Thank you. I am not aware of that. I just tried the Jr Gent section on my 9mm and the 9mm was too big; I wonder if it is an 8mm. I may have that one.


----------



## mredburn (Jun 28, 2019)

when measuring the threads on several of the Jr gent front sections they may measure closer to 8.3 witha 1 inch pitch. This is because they are poorly made and not fully formed threads They are shallow and you need the 8.5 to get the right thread depth at the bottom. Most of these front sections threads do not have the highest tolerances when they are made.


----------



## TonyL (Jun 28, 2019)

mredburn said:


> when measuring the threads on several of the Jr gent front sections they may measure closure  8.3 witha 1 inch pitch. This is because they are poorly made and not fully formed threads They are shallow and you need the 8.5 to get the right thread depth at the bottom. Most of these front sections threads do not have the highest tolerances when they are made.


Thank you.


----------



## TonyL (Jun 28, 2019)

mredburn said:


> when measuring the threads on several of the Jr gent front sections they may measure closer to 8.3 witha 1 inch pitch. This is because they are poorly made and not fully formed threads They are shallow and you need the 8.5 to get the right thread depth at the bottom. Most of these front sections threads do not have the highest tolerances when they are made.

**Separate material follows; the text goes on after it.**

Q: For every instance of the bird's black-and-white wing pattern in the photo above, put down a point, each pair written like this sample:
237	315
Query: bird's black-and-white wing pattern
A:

Ordered. Thank you. I just wanted the tap.


----------



## magpens (Jun 29, 2019)

TonyL said:


> Thank you. Any of the following:
> Jr Aaron, George, Antony, Harold, Citizen. Than you very much. Do not go nuts.


@TonyL
Sorry, Tony .... my computer hard drive has failed.  I am writing from a rinky-dink tablet so can't fully respond just now.
But please tell which tap you ordered ..... M8.5 x what pitch ? .... and from who .... I want to order one also.


----------



## TonyL (Jun 29, 2019)

Mike Redburn of silverpenparts


----------